Thousands of potential engineers are set to be inspired during a national campaign currently underway this week. Tomorrow’s Engineers Week 2020 (2-6 November), led by EngineeringUK, takes place annually and shines a spotlight on engineering careers. It aims to change perceptions among young people, their parents and teachers, and inspire future engineers.
Now in its eighth year, the week-long campaign aims to show young people that engineering is a creative, problem solving, exciting career that improves the world around us.
Last year, the Royal Academy of Engineering estimated that the UK needed to find more than one million new engineers by 2020 to meet demands. According to Engineering UK, there is also a shortfall of 69,000 engineers and technicians entering engineering or STEM-related subjects.
This week’s celebration will feature the incredible things engineers work on and the range of jobs available in the industry. One example of the type of engineer highlighted is Tom Coleman, a former student at Leeds College of Building.
Tom studied a Higher-Level Apprenticeship in Civil Engineering, EngTech MICE, HND in Civil Engineering, and NVQ in Construction Management. Tom’s dedication earned him an array of accolades at College including CIHT awards, a Highways award, and a BTEC Outstanding Apprentice of the Year Award.
He then progressed to the University of Leeds where he recently completed an MSc in Geographic Information Systems (GIS), and now works for A-one+ as a GIS Specialist Engineer. His projects gained recognition after being shortlisted for the ESRI and CIHT national awards ceremonies in London and winning a Constructing Excellence Yorkshire and Humber (CEYH) 2020 Award.
Coleman said: “I believe the engineering industry provides the perfect platform for young, aspiring engineers to excel and progress. The industry has benefitted from increased awareness around apprenticeships and STEM recently, which has seen more companies invest in the future generation of engineers.

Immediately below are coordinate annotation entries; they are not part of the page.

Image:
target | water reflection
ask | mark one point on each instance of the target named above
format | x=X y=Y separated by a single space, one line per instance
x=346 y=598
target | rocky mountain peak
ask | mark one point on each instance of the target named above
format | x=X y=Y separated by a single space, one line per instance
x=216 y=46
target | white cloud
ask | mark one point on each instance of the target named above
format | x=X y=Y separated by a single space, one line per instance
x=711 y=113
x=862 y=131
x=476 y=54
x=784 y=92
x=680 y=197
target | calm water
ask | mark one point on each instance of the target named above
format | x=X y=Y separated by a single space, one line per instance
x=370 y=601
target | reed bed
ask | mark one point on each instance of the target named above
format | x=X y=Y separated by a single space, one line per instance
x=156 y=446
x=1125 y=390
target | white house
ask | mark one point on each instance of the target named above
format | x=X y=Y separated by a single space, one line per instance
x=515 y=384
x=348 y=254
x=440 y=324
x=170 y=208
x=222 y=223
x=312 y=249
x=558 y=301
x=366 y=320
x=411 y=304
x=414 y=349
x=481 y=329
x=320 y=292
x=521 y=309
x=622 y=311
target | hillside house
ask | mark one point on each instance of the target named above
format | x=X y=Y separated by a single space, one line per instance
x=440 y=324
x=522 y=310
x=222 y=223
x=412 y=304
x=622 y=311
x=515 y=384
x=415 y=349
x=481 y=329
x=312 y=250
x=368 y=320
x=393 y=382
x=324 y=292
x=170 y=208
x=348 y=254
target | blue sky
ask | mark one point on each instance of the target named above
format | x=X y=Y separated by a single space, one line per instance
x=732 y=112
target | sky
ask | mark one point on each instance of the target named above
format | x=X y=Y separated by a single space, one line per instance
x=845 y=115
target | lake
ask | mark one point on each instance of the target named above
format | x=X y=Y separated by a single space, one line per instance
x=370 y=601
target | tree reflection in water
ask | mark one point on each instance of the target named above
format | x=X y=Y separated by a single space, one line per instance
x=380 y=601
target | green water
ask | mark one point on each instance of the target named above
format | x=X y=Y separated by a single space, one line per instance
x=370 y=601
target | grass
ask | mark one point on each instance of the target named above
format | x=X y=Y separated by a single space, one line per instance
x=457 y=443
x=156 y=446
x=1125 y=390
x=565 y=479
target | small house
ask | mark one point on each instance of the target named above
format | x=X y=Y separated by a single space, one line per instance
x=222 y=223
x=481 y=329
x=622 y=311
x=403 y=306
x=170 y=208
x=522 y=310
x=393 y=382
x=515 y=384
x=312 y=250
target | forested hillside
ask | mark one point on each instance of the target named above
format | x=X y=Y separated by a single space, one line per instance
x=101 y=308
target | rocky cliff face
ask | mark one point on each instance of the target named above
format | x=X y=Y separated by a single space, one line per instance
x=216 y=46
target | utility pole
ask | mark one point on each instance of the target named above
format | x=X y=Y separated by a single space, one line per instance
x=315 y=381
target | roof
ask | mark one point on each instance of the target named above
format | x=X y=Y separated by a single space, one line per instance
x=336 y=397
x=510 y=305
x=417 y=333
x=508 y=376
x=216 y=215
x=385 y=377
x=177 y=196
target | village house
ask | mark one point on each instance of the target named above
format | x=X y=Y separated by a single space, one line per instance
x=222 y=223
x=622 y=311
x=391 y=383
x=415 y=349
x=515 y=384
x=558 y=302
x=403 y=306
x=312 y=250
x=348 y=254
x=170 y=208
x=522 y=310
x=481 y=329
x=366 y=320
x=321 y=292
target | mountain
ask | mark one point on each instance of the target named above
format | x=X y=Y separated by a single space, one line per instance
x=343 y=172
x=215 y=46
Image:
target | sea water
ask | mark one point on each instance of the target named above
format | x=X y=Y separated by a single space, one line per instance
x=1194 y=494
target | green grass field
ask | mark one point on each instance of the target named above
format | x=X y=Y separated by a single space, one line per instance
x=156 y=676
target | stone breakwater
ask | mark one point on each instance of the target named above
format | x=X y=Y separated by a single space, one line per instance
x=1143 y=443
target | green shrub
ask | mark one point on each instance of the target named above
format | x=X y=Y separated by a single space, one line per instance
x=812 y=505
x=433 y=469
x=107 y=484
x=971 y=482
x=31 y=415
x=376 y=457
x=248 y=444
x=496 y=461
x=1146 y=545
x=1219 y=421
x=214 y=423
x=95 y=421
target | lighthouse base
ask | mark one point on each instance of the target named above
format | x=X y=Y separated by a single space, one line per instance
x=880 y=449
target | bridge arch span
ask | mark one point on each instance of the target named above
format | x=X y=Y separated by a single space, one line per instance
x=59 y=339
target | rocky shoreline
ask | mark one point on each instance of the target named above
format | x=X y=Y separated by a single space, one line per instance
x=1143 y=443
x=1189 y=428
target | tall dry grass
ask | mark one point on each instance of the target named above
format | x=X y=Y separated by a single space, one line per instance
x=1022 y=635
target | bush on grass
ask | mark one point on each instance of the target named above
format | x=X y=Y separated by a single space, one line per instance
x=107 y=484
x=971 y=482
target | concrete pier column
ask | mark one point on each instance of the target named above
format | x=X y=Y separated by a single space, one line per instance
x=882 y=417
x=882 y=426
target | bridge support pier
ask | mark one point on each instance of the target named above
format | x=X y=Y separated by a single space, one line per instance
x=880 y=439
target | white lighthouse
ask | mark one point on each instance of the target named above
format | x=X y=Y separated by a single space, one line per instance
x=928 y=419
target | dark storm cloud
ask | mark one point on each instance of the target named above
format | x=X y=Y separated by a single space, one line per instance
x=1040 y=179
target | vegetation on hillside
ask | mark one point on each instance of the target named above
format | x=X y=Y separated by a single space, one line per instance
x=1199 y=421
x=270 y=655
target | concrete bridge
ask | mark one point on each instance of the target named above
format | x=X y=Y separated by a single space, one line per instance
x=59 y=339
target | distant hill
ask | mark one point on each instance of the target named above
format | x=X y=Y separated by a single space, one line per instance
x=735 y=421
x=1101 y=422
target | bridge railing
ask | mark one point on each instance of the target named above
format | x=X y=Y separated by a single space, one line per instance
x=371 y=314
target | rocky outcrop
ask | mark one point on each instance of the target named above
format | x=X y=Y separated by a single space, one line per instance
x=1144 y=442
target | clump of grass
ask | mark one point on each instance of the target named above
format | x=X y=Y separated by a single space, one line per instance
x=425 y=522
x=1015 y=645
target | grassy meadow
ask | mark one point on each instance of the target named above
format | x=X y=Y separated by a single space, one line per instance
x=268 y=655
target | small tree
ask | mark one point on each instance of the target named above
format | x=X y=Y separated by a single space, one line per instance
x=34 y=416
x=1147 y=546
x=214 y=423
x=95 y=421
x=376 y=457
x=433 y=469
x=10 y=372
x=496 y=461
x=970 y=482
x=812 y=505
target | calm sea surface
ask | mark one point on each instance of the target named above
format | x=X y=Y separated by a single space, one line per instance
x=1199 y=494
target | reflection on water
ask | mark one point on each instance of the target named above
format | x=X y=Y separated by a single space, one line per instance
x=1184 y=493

“My own company has seen the benefit that apprentices can provide to the business, and I wish more civil engineering apprenticeships were widely available when I was younger. Therefore, to the younger generation considering a future career in engineering, there has been no better time than now to pursue the opportunity.”
Catherine Smith, a lecturer in construction management at Leeds College of Building, said pursuing engineering was one of her best decisions. She said: “After graduating from the University of Sheffield, I was unsure about the industry in which I wanted to work. I started as a construction planner for Balfour Beatty on the gas network. After this, I progressed into project management working with Northern Powergrid as the client. I then progressed on to the Extra High Voltage electrical network, managing larger construction projects. This area is where I gained some electrical engineering qualifications, such as the more well-known SSMTS and safety passport.
“Three years ago, I moved to Leeds College of Building. I really enjoy sharing my experiences with the students and helping shape the construction professionals of the future. When I was in industry, I never worked on the same project twice, which meant I was always upskilling myself. If you fancy working in a profession where challenge and innovation is the norm, engineering is for you!”